Oh, and regarding that double standard for cops:
Ignorance of the law is no excuse, unless of course you’re a cop, as the Supreme Court recently informed us in Heien v. North Carolina
The gist is that a man was pulled over by the cops for having onely one working brake light, even though this is legal in North Carolina. The cops searched the car and found drugs. The conviction was upheld, even though there was no valid reason for the cops to pull the guys over in the first place.
This is why it’s not unreasonable for anybody to be nervous when approached by the cops, and why you should never consent to a search.
Once a year, The Patriarchy has a Shaft Film Festival . . .
And also on the bill are I’m Gonna Git You Sucka and The Hebrew Hammer . . .
The cops like to say, “If you’ve done nothing wrong, you should have nothing to hide.” But their actions imply that this maxim shouldn’t apply to them.
Back around the Ferguson riots there was an east coastIsh police department that got sued for harassing someone who had done nothing more than record video of police in action . . . and a particular point of all the articles covering the new lawsuit was that the particular lot of uniform idjits had already just lost a different lawsuit addressing the same issue . . . .
@Hal,
Puhleeze.
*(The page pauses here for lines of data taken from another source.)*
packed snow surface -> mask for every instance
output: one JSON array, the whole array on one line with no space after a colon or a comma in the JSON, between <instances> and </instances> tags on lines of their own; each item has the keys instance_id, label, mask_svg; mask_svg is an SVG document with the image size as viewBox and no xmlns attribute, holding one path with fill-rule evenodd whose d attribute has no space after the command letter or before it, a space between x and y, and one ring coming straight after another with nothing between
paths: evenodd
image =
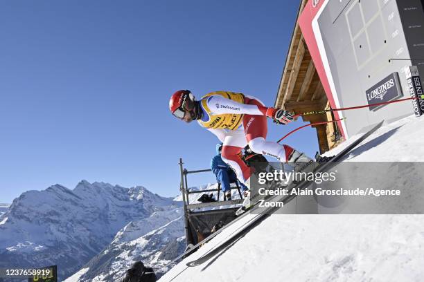
<instances>
[{"instance_id":1,"label":"packed snow surface","mask_svg":"<svg viewBox=\"0 0 424 282\"><path fill-rule=\"evenodd\" d=\"M411 116L383 126L353 150L347 161L423 161L423 118ZM337 153L357 137L327 155ZM423 215L272 215L213 258L194 267L186 265L253 216L240 218L160 281L424 279Z\"/></svg>"}]
</instances>

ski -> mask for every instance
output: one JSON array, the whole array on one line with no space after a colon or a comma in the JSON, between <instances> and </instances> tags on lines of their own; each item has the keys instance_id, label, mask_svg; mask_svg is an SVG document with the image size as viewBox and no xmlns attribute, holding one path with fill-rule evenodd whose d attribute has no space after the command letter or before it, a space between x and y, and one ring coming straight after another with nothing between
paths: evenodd
<instances>
[{"instance_id":1,"label":"ski","mask_svg":"<svg viewBox=\"0 0 424 282\"><path fill-rule=\"evenodd\" d=\"M377 129L381 127L383 123L384 123L384 120L382 120L380 123L378 123L371 129L370 129L366 133L364 133L361 137L360 137L356 140L355 140L355 142L353 142L352 144L346 147L339 153L336 154L334 156L334 158L333 158L329 162L319 164L318 166L317 166L315 169L313 169L313 171L315 172L322 171L326 169L329 169L333 166L335 166L336 164L335 164L336 162L340 161L340 160L343 158L344 156L346 156L349 152L351 152L351 151L355 149L362 141L364 141L369 135L373 133ZM310 183L311 183L311 181L303 181L303 182L296 183L296 184L292 182L288 186L290 187L290 186L293 186L293 185L295 185L296 187L298 187L299 189L303 189ZM287 203L288 203L290 200L293 200L295 197L296 197L296 195L290 195L290 196L274 196L273 197L273 198L275 198L276 201L282 201L283 203L283 206L284 206ZM257 206L257 204L258 204L257 203L255 203L254 205L251 206L251 207L249 209L251 210L253 208ZM186 265L188 267L197 266L197 265L200 265L202 264L205 261L209 261L212 257L220 254L221 252L227 250L227 247L231 247L231 244L236 243L242 236L244 236L245 234L249 232L249 231L253 229L255 226L258 225L259 223L260 223L265 218L267 218L268 216L270 216L271 214L272 214L274 212L275 212L277 209L279 209L281 207L279 207L267 208L262 214L258 214L257 216L254 217L251 220L248 221L246 224L241 226L238 229L235 230L235 232L233 233L232 235L229 236L229 238L228 238L224 241L221 243L214 249L211 250L211 251L209 251L208 253L205 254L204 256L201 256L200 258L195 261L192 261L187 263ZM243 214L240 215L240 218L246 214L249 214L249 213L244 212Z\"/></svg>"}]
</instances>

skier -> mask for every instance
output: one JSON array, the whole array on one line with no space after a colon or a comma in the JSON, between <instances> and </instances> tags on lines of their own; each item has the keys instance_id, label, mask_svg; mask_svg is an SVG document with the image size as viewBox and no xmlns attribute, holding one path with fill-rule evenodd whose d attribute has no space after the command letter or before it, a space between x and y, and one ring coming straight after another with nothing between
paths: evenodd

The Patriarchy prefers the classics.
Back around the Ferguson riots . . .
. . and a bit of Goglemancy states that Philadelphia seems to be cursed with the particular collection of idjits . . .
The Patriarchy prefers the classics.
Oh, that too, but while also noting the lineage and leadership well established by Marx.
“Most women, or course, are sane …”
Not really – each one, in her own particular, unique way, is absolutley nuts.
Oh, and more of what is going on at Oberlin.
http://popehat.com/2015/04/27/tumult-at-oberlin-in-wake-of-emotional-support-animal-companion-initiative/
Since we’re sharing movies, here’s one for Oberlin: http://www.imdb.com/title/tt0110759/?ref_=fn_al_tt_1
And then for the rest of us: http://www.imdb.com/title/tt0057298/?ref_=nm_flmg_act_26
Hal:
The problem, of course, is that it’s the taxpayers that foot the bill for such judgments. I want to see a cop literally dragged out of his home at gunpoint while his children are being terrorized watching this as the home goes on the auction block to pay for the judgment.
Go ahead, call me hypocritical for saying this.
The problem, of course, is that it’s the taxpayers . . . .
Are you considering rather creative police funding to be a really, really, really—did I mention really?—-bad idea?
I do state that such is indeed totally and utterly devoid of, and the blatant, open, and utter opposite of To Protect And Serve . . . .
Come to think of them . . . two sets of notes on who can successfully demand occurrences and the joys of dousing fires with gasoline both started off as a single essay, and then once two parts took off in different directions it was just easier to make two copies and finish writing ’em out as separate items . . . . Both cite recent occurrences of 1992 because that’s when they were written—the 1996 at the bottom of each is merely when they went online.
Comment Is Free has been MUCH improved since I last browsed it.